My best friend always looms over my shoulder saying, “You either do or you don’t. There’s no try. Try gives you that little escape road, that you did it but didn’t succeed. Burn that road down.”

That is what unrealistic goals do to you, as I have learned recently. Setting goals is important, being ambitious is important as well, but getting over ambitious is where the problem lies for many people.

When a lot of people begin writing their goals down, one of the common mistakes they make is writing a plethora of vague stuff down. Now, immeasurable goals help no one. I could say that my goal is to lose enough weight. How much is enough? When do I stop? When there’s no measurable parameter, it is difficult to mark that goal as achieved and marking goals as completed is what drives you to get to your next goal.

Imagine having hundreds of immeasurable goals written down, all it is going to do is stress you out. Now, consider me saying that I want to lose 10 kgs, we have a measure here and I know when to stop. After losing 10 kgs, I can check it off my list. Do you sense the satisfaction here?

Realistic goals are closely related to this. There’s no point in making a mile long list when you won’t be achieving even one of them, right? This mostly happens with daily goals, short term goals, to-do lists.

For example, I used to write a ton of things that I needed to do to achieve a bigger goal that day. When you look at your bigger goal as a whole, it is going to overwhelm you. ou try to do a lot at once, but most of the times, it doesn’t work out; hence you get discouraged.

Let’s say you are an author and you aim to finish writing a book in one month, which is your deadline. Now, your goal is to write 50,000 words in 30 days.

In one scenario, without considering your schedule and appointments for the 30 days, treating all days as equal, you decide to write 5,000 words a day to stay ahead, so that even if you fail a few days, you will still be on schedule. Do you understand the amount of stress this can put on your mind?

There are going to be last minute things to attend to, it is life, after all. There are going to be good days and bad days.

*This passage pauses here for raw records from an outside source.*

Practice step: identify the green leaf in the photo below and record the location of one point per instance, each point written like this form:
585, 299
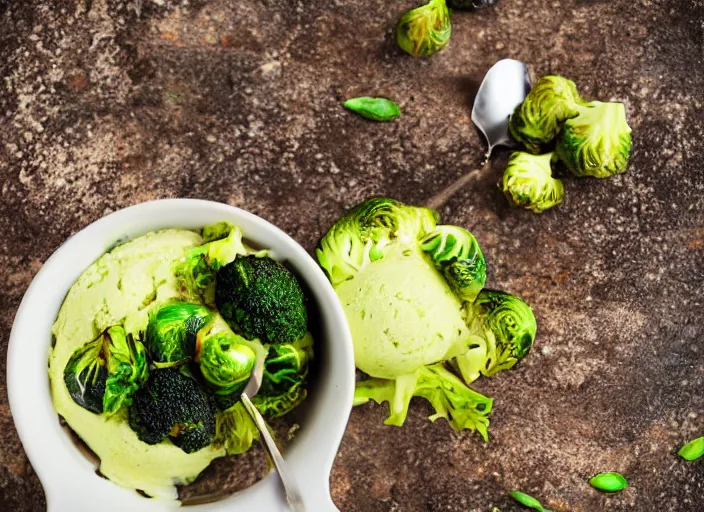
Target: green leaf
376, 109
609, 482
692, 450
527, 501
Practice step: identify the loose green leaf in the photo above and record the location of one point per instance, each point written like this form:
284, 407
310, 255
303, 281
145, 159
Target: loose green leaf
608, 482
692, 450
527, 501
376, 109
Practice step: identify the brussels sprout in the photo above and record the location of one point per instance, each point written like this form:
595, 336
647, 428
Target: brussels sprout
196, 272
451, 399
538, 120
226, 361
361, 236
597, 142
457, 255
171, 332
103, 375
424, 30
503, 330
235, 430
285, 372
528, 182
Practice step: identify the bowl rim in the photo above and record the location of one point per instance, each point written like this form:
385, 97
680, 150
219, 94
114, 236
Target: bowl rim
63, 471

On the days you are unable to meet the deadline, and that is going to be a lot of days, you will keep losing your motivation bit by bit and the backlog that you created on your own, will weigh your resolve down. In the end, you will not manage to finish it or even if you do, it will be at the cost of your mental peace.

In another scenario, you divide the work. Now, you need to write 1,667 words per day to achieve your goal. This seems achievable and puts your mind at rest. Even on busy days, you can write a small amount and on the days you are feeling more productive, you can write double the amount because you have already achieved that day’s goal. This actually puts you ahead of your schedule, and even if you miss a day or two, you can easily catch up the next day because it won’t be an insane amount of piled up work.

How do you know that the goals you are setting for yourself are realistic? Do this exercise: write down your main goal and the timeframe you would like to achieve it in, divide it into workable chunks, now target each chunk and decide what you need to do every day to achieve it.

When you have this down, a weight lifts off your mind. All you have to focus on now is how to achieve the daily goals. From my hits and misses of goals setting in real life, I have found out that setting just 3 goals for the day helps.

If it is a busy day, jot down more manageable goals. Even in the three that you decide, don’t have all the heavy tasks at once. Once you complete the 3 goals of the day you can always add more. That gives you a sense of being on track because when you write down 10 and achieve only 5, it feels like a failure, but when you write 3 and achieve 5, it feels like a success.

In the end, it’s about achieving your goals in reality than on paper so making realistic goals makes far more sense, doesn’t it?